Regarding #532, the error you've seen is unrelated to this fix. Having no headings is a separate case that has not been handled before, as it has not come up in any discussion. I've created a PR (https://github.com/nlbdev/nordic-epub3-dtbook-migrator/pull/539) trying to solve this issue.

Best regards Daniel

josteinaj commented 1 year ago

@karladamt @oscarlcarlsson @kalaspuffar what is the status here? Are you ready to make a release?

kalaspuffar commented 1 year ago

Hi @josteinaj

On my end, I don't have any work left, someone wanted to change the documentation and MTM needs to verify some of the fixes. But on my end, everything mentioned in the plan seems to be done.

Best regards Daniel

oscarlcarlsson commented 1 year ago

All good on our end as well!

josteinaj commented 1 year ago

I see that #395 is still not marked as done. What remains there?

josteinaj commented 1 year ago

I just noticed that @oscarlcarlsson had some issues with 2015-1 EPUBs here: https://github.com/nlbdev/nordic-epub3-dtbook-migrator/issues/515, so we should verify that 2015-1 still works before making the release.
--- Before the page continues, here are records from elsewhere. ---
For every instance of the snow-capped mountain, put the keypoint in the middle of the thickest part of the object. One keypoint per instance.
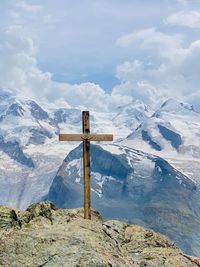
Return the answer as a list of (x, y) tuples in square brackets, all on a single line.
[(134, 186), (174, 127), (138, 187)]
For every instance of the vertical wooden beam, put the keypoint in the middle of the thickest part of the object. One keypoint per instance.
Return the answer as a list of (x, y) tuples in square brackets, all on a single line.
[(86, 165)]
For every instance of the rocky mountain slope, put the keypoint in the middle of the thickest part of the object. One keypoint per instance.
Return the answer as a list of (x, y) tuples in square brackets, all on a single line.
[(46, 236), (134, 186)]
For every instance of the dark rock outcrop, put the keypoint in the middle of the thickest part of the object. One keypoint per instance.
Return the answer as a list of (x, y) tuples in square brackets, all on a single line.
[(69, 240)]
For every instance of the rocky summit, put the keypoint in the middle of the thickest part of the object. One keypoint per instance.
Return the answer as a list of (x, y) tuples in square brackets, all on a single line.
[(44, 235)]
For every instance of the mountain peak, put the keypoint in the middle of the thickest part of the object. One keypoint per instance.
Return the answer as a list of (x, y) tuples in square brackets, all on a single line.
[(61, 237), (174, 106)]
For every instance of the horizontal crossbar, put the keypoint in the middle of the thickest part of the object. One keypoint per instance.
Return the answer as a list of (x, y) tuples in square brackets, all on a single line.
[(81, 137)]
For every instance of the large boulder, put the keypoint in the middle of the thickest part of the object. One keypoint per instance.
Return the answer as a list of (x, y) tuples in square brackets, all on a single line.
[(59, 237)]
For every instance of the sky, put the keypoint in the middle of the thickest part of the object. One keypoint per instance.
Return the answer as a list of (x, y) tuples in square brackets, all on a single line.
[(101, 54)]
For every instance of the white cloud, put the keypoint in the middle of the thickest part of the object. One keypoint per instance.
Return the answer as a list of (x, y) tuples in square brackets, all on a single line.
[(27, 7), (20, 73), (186, 18), (152, 39), (176, 75)]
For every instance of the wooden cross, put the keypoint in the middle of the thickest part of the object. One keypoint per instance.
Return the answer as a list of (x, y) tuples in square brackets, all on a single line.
[(86, 137)]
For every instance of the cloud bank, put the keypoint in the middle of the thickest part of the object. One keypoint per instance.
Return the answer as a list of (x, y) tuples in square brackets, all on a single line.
[(159, 62)]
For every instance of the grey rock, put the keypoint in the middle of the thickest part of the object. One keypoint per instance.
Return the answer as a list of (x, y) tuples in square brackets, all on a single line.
[(71, 241)]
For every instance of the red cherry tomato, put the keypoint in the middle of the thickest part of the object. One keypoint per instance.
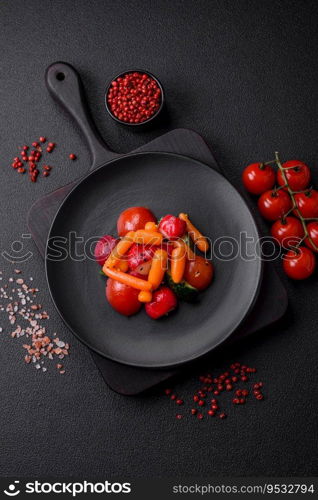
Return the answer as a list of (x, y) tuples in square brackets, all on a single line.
[(307, 204), (134, 218), (163, 301), (274, 204), (172, 227), (103, 248), (123, 298), (298, 175), (287, 232), (199, 272), (258, 178), (312, 229), (300, 264)]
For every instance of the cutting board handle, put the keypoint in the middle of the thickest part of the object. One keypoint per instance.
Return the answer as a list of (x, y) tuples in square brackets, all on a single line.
[(65, 86)]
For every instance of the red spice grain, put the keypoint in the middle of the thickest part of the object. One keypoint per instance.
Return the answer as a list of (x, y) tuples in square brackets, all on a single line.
[(134, 97)]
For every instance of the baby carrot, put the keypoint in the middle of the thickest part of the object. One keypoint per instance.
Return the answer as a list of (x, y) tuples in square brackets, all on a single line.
[(151, 226), (120, 250), (178, 262), (148, 237), (158, 268), (128, 279), (199, 240), (144, 296)]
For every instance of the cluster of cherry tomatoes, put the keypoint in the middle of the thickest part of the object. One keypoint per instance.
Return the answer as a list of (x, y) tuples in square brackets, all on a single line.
[(287, 199)]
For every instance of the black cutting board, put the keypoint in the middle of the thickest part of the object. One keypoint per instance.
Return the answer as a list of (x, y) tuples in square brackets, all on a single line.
[(270, 306)]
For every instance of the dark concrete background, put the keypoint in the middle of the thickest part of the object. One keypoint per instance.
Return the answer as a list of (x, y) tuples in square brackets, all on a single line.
[(244, 75)]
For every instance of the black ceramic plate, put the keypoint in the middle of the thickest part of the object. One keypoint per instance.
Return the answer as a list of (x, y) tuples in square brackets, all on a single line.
[(165, 183)]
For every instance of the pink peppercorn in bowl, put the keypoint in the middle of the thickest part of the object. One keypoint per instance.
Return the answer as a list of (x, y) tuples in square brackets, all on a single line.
[(134, 98)]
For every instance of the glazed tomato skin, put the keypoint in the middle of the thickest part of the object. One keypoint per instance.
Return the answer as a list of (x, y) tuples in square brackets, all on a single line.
[(199, 272), (103, 248), (163, 301), (134, 218), (287, 232), (298, 177), (274, 204), (258, 178), (301, 265), (122, 298), (307, 204), (312, 229)]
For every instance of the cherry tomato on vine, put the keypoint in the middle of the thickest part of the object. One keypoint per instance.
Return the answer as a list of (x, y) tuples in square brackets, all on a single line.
[(274, 204), (307, 204), (134, 218), (287, 232), (298, 175), (199, 272), (312, 229), (299, 264), (258, 178)]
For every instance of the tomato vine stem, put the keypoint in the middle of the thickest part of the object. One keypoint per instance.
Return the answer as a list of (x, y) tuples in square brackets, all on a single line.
[(294, 207)]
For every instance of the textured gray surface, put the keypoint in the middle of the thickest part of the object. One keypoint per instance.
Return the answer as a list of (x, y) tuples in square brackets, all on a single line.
[(242, 74)]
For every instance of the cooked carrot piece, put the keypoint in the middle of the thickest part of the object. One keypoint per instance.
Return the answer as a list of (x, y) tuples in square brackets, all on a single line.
[(122, 265), (120, 250), (198, 239), (151, 226), (145, 296), (158, 268), (189, 252), (128, 279), (148, 237), (178, 262)]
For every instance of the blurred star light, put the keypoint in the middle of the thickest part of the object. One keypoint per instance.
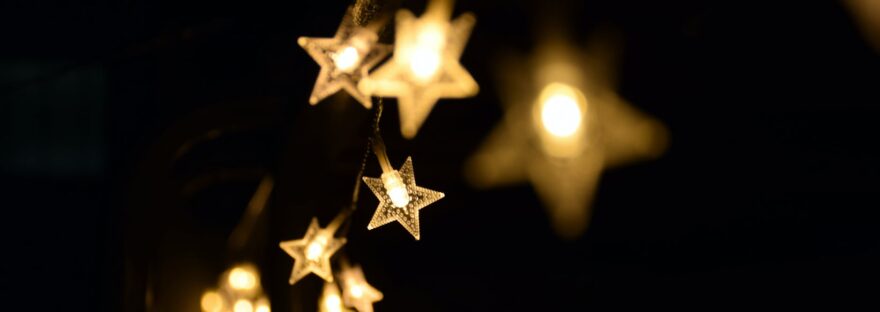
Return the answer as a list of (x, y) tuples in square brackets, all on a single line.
[(425, 66), (312, 253), (345, 59), (563, 125), (356, 292)]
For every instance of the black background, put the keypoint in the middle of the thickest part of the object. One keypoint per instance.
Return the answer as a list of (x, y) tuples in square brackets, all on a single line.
[(134, 133)]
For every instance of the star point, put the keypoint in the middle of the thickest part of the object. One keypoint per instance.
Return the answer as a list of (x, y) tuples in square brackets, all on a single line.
[(407, 215), (312, 253), (345, 60)]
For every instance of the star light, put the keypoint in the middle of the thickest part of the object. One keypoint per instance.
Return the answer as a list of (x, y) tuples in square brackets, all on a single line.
[(399, 198), (312, 253), (563, 125), (330, 300), (356, 292), (345, 59), (425, 66)]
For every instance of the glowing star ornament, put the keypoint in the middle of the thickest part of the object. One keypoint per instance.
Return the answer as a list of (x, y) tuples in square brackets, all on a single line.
[(399, 198), (330, 300), (563, 125), (425, 66), (312, 253), (345, 59), (356, 292)]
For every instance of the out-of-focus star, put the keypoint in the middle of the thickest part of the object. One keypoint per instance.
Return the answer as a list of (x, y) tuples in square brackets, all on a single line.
[(400, 199), (312, 253), (563, 125), (356, 292), (330, 300), (345, 59), (425, 66)]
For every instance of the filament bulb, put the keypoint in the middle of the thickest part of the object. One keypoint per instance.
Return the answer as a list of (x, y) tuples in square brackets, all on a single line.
[(395, 188)]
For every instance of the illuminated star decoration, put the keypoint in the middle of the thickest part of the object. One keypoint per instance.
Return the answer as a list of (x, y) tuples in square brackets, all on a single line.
[(408, 215), (344, 59), (563, 125), (424, 67), (330, 300), (312, 253), (356, 292)]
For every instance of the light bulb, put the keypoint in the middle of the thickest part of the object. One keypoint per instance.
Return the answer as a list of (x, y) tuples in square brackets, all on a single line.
[(560, 112), (212, 302), (395, 188), (332, 303), (424, 59), (242, 278), (243, 305), (316, 248), (347, 59)]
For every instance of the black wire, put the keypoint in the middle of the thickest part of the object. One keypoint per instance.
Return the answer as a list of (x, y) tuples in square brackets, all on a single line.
[(374, 135)]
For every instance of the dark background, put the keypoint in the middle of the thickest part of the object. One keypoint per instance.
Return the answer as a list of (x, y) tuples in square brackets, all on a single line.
[(134, 133)]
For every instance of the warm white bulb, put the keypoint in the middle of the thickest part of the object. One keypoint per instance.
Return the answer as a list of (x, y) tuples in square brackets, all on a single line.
[(561, 115), (212, 302), (316, 248), (243, 305), (347, 59), (241, 278), (395, 188), (332, 303)]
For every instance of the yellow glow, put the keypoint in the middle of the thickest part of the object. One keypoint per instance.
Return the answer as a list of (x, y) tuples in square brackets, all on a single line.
[(243, 305), (262, 305), (356, 290), (316, 248), (561, 113), (347, 59), (332, 303), (212, 302), (242, 278), (395, 188), (425, 55)]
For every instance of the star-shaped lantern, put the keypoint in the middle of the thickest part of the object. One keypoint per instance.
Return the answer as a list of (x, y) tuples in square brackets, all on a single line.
[(356, 292), (562, 126), (312, 253), (399, 198), (345, 59), (424, 67)]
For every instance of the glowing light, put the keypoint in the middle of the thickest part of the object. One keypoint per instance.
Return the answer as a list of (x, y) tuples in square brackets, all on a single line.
[(312, 253), (395, 188), (212, 302), (408, 215), (560, 112), (316, 248), (347, 59), (356, 292), (425, 65), (243, 305), (425, 55), (330, 299), (242, 278), (263, 305)]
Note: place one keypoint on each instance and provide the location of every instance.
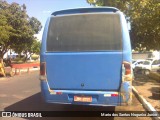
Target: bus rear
(86, 58)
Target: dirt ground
(146, 86)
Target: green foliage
(145, 20)
(17, 29)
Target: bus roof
(85, 10)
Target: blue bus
(85, 58)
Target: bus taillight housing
(127, 68)
(42, 71)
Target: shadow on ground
(35, 103)
(141, 79)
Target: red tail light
(42, 71)
(127, 67)
(43, 68)
(114, 95)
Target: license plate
(82, 98)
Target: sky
(41, 9)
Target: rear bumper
(99, 98)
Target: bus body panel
(84, 71)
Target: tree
(144, 17)
(17, 29)
(33, 48)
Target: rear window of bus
(84, 32)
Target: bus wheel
(146, 72)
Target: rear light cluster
(42, 71)
(127, 68)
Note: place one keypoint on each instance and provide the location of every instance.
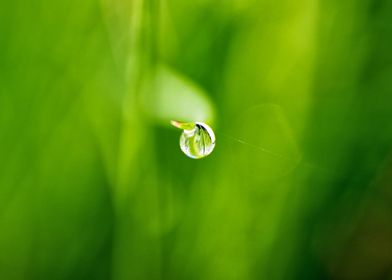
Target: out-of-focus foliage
(93, 184)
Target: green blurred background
(93, 184)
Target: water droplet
(197, 139)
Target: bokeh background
(93, 184)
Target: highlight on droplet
(197, 139)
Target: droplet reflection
(197, 139)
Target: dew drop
(197, 139)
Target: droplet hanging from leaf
(197, 139)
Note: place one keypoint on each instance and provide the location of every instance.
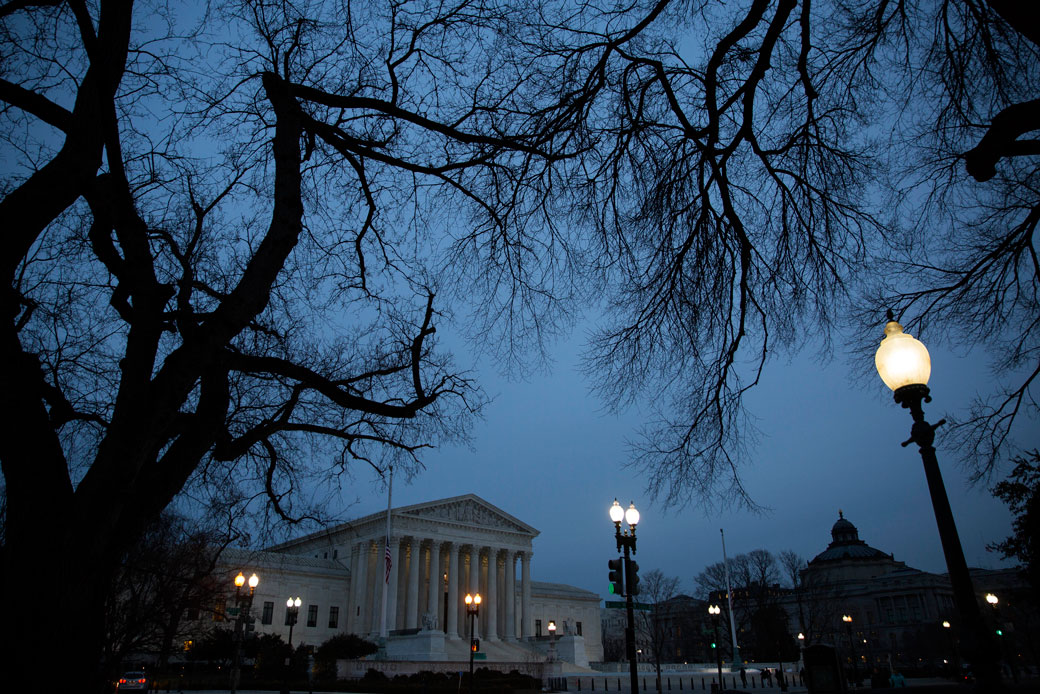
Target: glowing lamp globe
(631, 515)
(901, 359)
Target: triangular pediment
(467, 510)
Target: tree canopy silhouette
(230, 238)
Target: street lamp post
(715, 611)
(244, 602)
(626, 541)
(904, 365)
(552, 641)
(801, 656)
(852, 649)
(292, 613)
(472, 609)
(953, 646)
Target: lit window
(268, 613)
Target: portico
(439, 551)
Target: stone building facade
(438, 553)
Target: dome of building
(847, 545)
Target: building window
(268, 613)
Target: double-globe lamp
(630, 516)
(905, 366)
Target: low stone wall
(357, 669)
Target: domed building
(848, 558)
(878, 611)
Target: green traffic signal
(617, 576)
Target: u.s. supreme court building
(439, 550)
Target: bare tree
(231, 238)
(652, 626)
(215, 262)
(171, 566)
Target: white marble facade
(441, 550)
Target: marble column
(492, 600)
(361, 623)
(527, 628)
(352, 594)
(412, 597)
(436, 583)
(474, 586)
(510, 633)
(455, 568)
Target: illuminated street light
(243, 601)
(626, 541)
(472, 609)
(905, 366)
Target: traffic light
(632, 577)
(617, 575)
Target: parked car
(133, 682)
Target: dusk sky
(547, 454)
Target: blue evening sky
(547, 454)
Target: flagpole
(389, 559)
(729, 600)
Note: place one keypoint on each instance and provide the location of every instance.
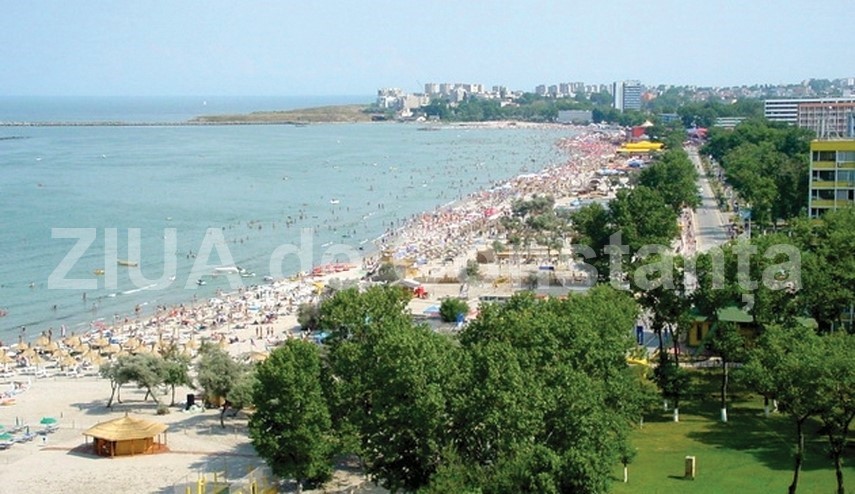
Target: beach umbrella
(94, 359)
(132, 344)
(112, 349)
(72, 341)
(100, 343)
(80, 348)
(68, 362)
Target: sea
(100, 221)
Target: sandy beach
(57, 376)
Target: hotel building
(832, 175)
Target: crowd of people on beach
(249, 314)
(450, 231)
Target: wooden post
(690, 467)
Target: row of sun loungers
(23, 434)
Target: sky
(354, 47)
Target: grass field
(749, 453)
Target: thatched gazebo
(127, 436)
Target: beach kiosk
(127, 436)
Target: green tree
(119, 374)
(389, 384)
(177, 371)
(839, 386)
(291, 427)
(592, 230)
(451, 308)
(728, 343)
(643, 218)
(217, 373)
(148, 371)
(550, 398)
(795, 376)
(674, 176)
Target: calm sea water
(256, 188)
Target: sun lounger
(27, 436)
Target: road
(710, 223)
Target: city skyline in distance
(334, 48)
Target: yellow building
(832, 175)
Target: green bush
(451, 307)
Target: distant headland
(322, 114)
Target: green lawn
(750, 453)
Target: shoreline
(495, 200)
(248, 323)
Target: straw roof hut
(127, 436)
(100, 343)
(72, 341)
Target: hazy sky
(304, 47)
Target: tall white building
(828, 117)
(627, 95)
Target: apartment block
(832, 175)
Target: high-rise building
(627, 95)
(832, 175)
(828, 117)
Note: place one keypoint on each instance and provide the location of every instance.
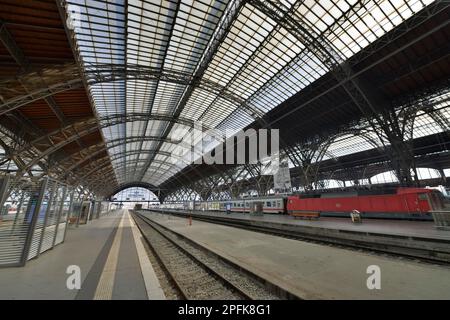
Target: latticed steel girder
(105, 161)
(54, 141)
(68, 78)
(320, 47)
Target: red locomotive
(409, 203)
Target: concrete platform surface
(314, 271)
(419, 229)
(110, 258)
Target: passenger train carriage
(398, 203)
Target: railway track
(195, 272)
(388, 249)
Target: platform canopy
(224, 63)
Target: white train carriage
(275, 204)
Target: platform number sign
(74, 279)
(374, 280)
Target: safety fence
(34, 217)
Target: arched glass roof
(218, 62)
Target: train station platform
(415, 229)
(314, 271)
(111, 259)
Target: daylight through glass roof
(258, 64)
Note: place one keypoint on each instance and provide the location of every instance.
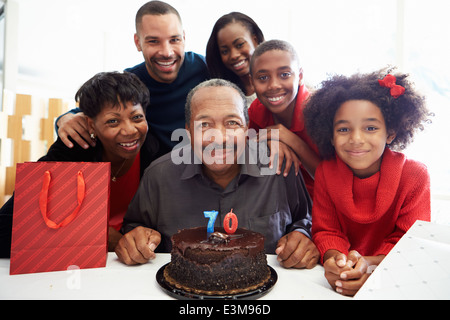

josteinaj commented 1 year ago

From meeting between Textalk, MTM and NLB on 22. June:

josteinaj commented 1 year ago

Hi @kalaspuffar! I just wanted to check where we are on this one. Is it being worked on?

josteinaj commented 1 year ago

bump @kalaspuffar

kalaspuffar commented 1 year ago

Hi @josteinaj

No, I understood from our last meeting that I should prepare the docker image for release. That PR is merged.

And send an email with documentation information to you and that is also done.

I hope that I've not missed or misunderstood any my responsibilities. Currently I'm not doing anything more for this release.

Best regards Daniel

josteinaj commented 1 year ago

Hi Daniel!

I can't remember having received the documentation, could you resend it to me so that I can have another look?

It should be in a form that fits into this page: http://nlbdev.github.io/nordic-epub3-dtbook-migrator/

And since it's a new API, we can't just point to the Pipeline 2 API documentation. We need to provide API documentation on that page (or a separate page) as well, along with examples of how to run jobs.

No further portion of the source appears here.